どんなに困難で危機的な状況にあっても、寸分の狂いなく、静かで安定性のある絶対の構えが崩れることはない。「万法一に帰す」という言葉は、戦国時代、戦う武士たちの美しい構えを見た者が 捧げた感嘆の言葉であり、 静止した一点の構えにこそ、言葉や技術をこえた説得力があるという証左でもある。
それはまるで、美しく生けられた一輪の花に言葉を絶した宇宙の広がりを感じ、茶をたてる以前と後の茶人のたたずまいに、時間と空間の美しい一致を見るかのようだ。
熱い闘争心と冷徹な技術を包み込む日本拳法の精神は、美しい一点の構えの中に凝縮されているのです。
「平栗、おれは日本人じゃないんだ」
大学一年生の八月、あるOBの工場で一ヶ月間アルバイトをやらせて戴いた時に言われた言葉です。一回目は先輩のタバコを買いに走り、五分かかるところを二分で戻った時、二回目は民家のどぶろく屋で、ベロベロになりながらも(当時は、吐いても更に飲まされた)大きな声で押忍、押忍と先輩の酌を受けていた時でした。
1976年に聞いたこの言葉の意味を、2020年の今、私は漸く理解できたような気がします。
この先輩が日本人でないことなど誰でも知っている。それを二回も私に言ったのはなぜなのか。
それは、このときの私の行動に「必死さ」「一生懸命さ」を見たからなのです。タバコひとつ買うにも、炎天下のなか全速力で走る。酒席でも道場の練習と同じように大きな声を出して、キビキビと応対する。そんな私の新入生らしい、何ごとも全力で取り組む真剣さに、かつての御自身の姿を見たのではないか。
日本人が生来好み(在日)韓国人が本能的に敬遠するもの、それは金にならないことでも一生懸命打ち込むという、純粋さ・直向きさ(素直さ)です。
バブリーダンスで有名となった、ダンス甲子園。大会に向け、夏休み期間中も毎日ぶっ倒れる位まで練習する彼女たちは、有名になるといった「外に何かを求める」を越え、徹底的に自分を追い詰めることで本当の自分と一体化しようと「内に哲学している」かのようだ。また、一人の天才ダンサーとして、その技術を生徒に注ぎ込もうとする(生徒以上の)コーチの情熱、生徒の家族や学校関係者たちの献身的な気遣いと協力。そして、観客・やじ馬の私たちは、そういった人々の、物欲や作為のない純粋な魂に感情移入することで、同じピュアな心を一緒に味わうことができる。

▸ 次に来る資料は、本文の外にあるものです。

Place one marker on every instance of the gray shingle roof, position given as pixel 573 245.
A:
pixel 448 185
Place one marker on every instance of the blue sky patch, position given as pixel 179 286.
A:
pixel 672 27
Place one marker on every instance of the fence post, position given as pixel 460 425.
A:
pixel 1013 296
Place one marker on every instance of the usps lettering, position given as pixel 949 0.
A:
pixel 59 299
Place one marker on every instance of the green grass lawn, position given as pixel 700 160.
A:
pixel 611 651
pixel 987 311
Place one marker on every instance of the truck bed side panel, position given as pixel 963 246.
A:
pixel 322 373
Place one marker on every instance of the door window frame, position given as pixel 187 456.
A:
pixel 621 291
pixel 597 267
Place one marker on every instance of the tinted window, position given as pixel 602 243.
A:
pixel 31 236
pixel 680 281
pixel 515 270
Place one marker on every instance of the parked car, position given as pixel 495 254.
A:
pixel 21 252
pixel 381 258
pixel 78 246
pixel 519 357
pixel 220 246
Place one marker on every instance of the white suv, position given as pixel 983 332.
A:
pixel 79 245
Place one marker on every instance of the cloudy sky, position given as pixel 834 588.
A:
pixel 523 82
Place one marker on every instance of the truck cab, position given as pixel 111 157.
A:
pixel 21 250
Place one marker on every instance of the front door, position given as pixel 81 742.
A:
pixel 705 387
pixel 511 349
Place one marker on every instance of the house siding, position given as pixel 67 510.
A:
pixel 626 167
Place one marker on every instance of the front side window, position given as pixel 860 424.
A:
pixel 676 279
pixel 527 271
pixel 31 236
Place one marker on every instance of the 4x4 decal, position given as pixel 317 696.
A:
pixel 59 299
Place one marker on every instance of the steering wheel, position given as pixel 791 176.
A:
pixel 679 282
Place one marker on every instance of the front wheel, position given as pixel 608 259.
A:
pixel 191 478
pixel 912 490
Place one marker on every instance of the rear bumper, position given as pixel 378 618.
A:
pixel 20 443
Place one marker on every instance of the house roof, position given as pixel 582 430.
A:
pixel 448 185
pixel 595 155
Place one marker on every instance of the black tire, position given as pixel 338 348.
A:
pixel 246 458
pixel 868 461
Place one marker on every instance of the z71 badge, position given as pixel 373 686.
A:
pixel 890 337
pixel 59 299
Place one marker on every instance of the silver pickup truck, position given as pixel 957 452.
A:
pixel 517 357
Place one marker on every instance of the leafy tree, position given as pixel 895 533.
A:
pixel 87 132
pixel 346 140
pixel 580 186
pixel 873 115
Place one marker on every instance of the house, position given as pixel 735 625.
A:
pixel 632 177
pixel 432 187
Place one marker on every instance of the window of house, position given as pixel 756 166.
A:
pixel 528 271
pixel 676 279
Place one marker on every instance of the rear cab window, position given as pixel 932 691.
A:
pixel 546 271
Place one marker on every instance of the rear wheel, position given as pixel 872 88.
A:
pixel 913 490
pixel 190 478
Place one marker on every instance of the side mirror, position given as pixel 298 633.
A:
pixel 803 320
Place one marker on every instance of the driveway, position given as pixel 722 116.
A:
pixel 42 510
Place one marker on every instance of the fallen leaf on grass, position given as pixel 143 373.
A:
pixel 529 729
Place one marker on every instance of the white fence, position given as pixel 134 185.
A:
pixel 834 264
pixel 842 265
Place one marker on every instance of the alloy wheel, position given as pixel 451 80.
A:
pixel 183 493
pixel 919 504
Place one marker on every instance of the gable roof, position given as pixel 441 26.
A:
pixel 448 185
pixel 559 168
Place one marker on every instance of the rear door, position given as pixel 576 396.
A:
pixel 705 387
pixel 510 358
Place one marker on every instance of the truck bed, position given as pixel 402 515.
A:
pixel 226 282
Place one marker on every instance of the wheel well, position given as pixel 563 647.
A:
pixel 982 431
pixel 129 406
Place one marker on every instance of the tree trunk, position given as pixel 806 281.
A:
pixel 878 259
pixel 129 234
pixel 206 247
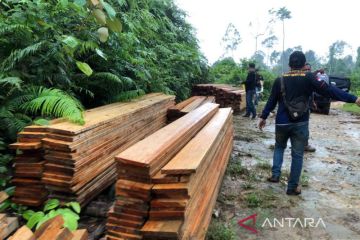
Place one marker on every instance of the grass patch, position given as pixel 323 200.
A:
pixel 264 165
pixel 304 180
pixel 220 231
pixel 265 198
pixel 351 107
pixel 248 185
pixel 236 169
pixel 253 200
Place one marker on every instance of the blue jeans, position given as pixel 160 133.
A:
pixel 257 96
pixel 298 134
pixel 250 108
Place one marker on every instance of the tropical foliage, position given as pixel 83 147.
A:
pixel 60 55
pixel 69 211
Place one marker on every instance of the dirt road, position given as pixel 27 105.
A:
pixel 329 206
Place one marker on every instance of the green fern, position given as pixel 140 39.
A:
pixel 108 80
pixel 53 102
pixel 18 55
pixel 13 82
pixel 17 29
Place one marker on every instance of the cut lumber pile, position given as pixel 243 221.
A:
pixel 29 167
pixel 225 95
pixel 183 210
pixel 141 162
pixel 187 106
pixel 79 159
pixel 171 179
pixel 7 225
pixel 51 229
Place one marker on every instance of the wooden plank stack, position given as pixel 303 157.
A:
pixel 52 229
pixel 225 95
pixel 7 224
pixel 29 167
pixel 139 164
pixel 187 106
pixel 79 160
pixel 182 210
pixel 168 182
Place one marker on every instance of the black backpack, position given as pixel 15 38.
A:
pixel 296 107
pixel 258 78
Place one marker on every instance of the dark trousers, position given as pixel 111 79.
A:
pixel 250 108
pixel 298 134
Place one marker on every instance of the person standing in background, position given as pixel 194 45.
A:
pixel 250 89
pixel 308 147
pixel 258 87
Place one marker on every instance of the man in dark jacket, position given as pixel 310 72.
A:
pixel 297 84
pixel 250 85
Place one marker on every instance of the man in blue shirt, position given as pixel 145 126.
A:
pixel 297 83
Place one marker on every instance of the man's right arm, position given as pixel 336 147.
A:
pixel 273 99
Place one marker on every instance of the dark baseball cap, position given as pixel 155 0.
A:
pixel 297 60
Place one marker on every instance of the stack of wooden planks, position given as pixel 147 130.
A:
pixel 168 182
pixel 29 166
pixel 187 106
pixel 182 210
pixel 7 224
pixel 51 229
pixel 225 95
pixel 140 165
pixel 79 160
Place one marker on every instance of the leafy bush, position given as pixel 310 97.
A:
pixel 52 209
pixel 220 231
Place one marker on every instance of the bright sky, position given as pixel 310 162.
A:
pixel 314 24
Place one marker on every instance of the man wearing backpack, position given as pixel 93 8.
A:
pixel 258 87
pixel 292 92
pixel 250 85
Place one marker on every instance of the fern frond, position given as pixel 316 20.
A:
pixel 107 80
pixel 87 46
pixel 18 55
pixel 54 102
pixel 17 29
pixel 13 82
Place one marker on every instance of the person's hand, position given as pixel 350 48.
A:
pixel 262 124
pixel 358 101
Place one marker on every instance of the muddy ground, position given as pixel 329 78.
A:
pixel 330 184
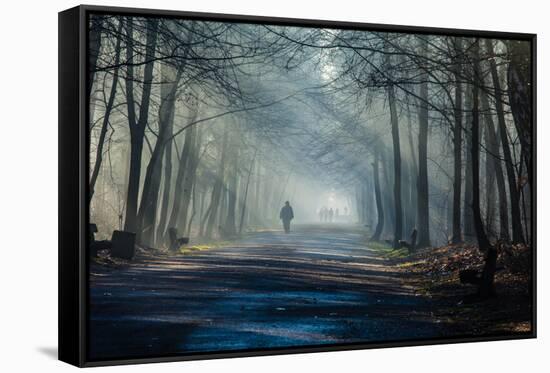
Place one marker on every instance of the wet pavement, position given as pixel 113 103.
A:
pixel 317 285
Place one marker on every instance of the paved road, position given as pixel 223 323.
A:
pixel 317 285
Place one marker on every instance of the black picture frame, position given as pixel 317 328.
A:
pixel 73 175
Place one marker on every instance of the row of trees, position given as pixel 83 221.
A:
pixel 208 127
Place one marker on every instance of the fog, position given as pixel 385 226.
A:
pixel 211 127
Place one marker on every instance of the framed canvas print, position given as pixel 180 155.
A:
pixel 237 186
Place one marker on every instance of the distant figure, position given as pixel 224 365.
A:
pixel 323 214
pixel 286 216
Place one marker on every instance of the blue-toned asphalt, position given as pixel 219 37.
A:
pixel 317 285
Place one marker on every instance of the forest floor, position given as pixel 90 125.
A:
pixel 434 273
pixel 318 285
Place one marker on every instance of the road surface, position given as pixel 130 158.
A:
pixel 317 285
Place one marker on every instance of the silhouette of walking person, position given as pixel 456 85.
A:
pixel 286 216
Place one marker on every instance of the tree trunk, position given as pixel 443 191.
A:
pixel 457 145
pixel 519 93
pixel 218 187
pixel 423 218
pixel 106 117
pixel 398 228
pixel 517 234
pixel 137 126
pixel 151 186
pixel 183 171
pixel 230 228
pixel 469 230
pixel 486 285
pixel 378 197
pixel 494 156
pixel 245 195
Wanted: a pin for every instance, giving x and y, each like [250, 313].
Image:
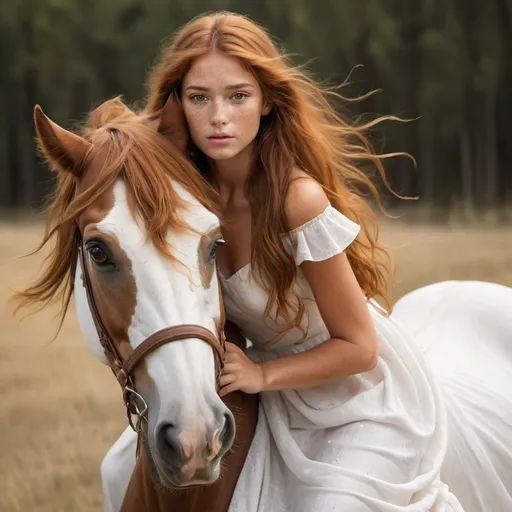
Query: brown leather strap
[124, 367]
[167, 335]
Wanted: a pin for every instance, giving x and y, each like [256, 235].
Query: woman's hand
[240, 373]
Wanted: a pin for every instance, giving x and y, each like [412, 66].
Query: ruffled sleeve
[322, 237]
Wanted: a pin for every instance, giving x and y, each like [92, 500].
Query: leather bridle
[123, 367]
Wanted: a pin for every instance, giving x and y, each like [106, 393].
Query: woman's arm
[353, 345]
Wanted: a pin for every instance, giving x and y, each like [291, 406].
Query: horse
[129, 196]
[136, 235]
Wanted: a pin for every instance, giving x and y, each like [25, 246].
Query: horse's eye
[99, 255]
[213, 250]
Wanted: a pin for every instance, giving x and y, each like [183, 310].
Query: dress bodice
[245, 299]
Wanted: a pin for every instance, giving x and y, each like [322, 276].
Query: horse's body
[456, 323]
[464, 328]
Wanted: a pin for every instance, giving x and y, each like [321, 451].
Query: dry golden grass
[61, 410]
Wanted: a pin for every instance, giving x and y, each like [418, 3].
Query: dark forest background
[445, 63]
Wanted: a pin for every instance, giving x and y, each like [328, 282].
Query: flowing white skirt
[428, 430]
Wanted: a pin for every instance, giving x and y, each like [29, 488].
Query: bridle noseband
[123, 367]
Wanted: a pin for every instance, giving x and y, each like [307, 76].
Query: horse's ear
[172, 124]
[64, 149]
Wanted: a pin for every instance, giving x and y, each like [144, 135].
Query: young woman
[351, 419]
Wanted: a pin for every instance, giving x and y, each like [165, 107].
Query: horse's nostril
[169, 444]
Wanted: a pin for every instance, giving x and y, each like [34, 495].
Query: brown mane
[133, 150]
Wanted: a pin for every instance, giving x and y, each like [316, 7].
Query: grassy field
[61, 410]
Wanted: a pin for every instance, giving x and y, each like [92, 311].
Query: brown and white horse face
[139, 292]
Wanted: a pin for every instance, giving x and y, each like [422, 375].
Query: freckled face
[223, 105]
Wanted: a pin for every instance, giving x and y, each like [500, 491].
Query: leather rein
[123, 367]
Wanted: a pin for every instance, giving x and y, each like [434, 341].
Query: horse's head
[136, 237]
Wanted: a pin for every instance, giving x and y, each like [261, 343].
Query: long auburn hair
[303, 130]
[128, 146]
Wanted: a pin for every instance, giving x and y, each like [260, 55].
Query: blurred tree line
[445, 63]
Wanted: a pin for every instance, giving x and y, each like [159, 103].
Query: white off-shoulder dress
[372, 442]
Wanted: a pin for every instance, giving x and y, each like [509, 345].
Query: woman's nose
[219, 117]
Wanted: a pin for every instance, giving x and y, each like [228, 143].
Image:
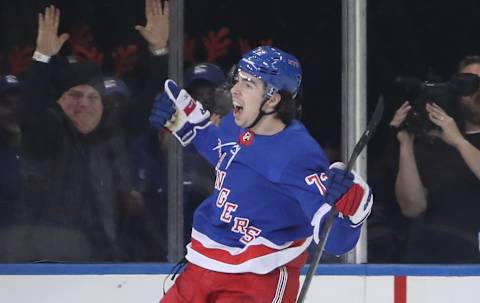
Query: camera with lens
[445, 94]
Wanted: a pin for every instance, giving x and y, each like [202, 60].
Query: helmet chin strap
[261, 113]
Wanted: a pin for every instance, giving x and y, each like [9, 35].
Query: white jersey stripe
[282, 284]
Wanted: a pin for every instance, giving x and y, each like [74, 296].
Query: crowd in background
[93, 190]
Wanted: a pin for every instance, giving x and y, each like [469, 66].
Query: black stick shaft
[323, 237]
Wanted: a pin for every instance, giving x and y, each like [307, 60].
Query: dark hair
[468, 60]
[288, 108]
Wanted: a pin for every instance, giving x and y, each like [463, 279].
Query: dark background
[407, 37]
[420, 38]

また、終戦後、好きな考古研究をやりたいが為に早朝の納豆売り(朝5時から自転車で行商)をし、発掘した石器の説明のために、群馬県の桐生と東京(明治大学考古学研究室)120㌔を日帰りで何度も自転車で往復(片道9時間)した相沢忠洋氏は、昭和24年、ついに十万年前の原始日本人の遺跡(岩宿遺跡)の手がかりとなる石器を発見した。これもまた日本人の直向きさ・純粋さであり、こういう話に「我がことのように」感激できるのもまた、日本人なのです。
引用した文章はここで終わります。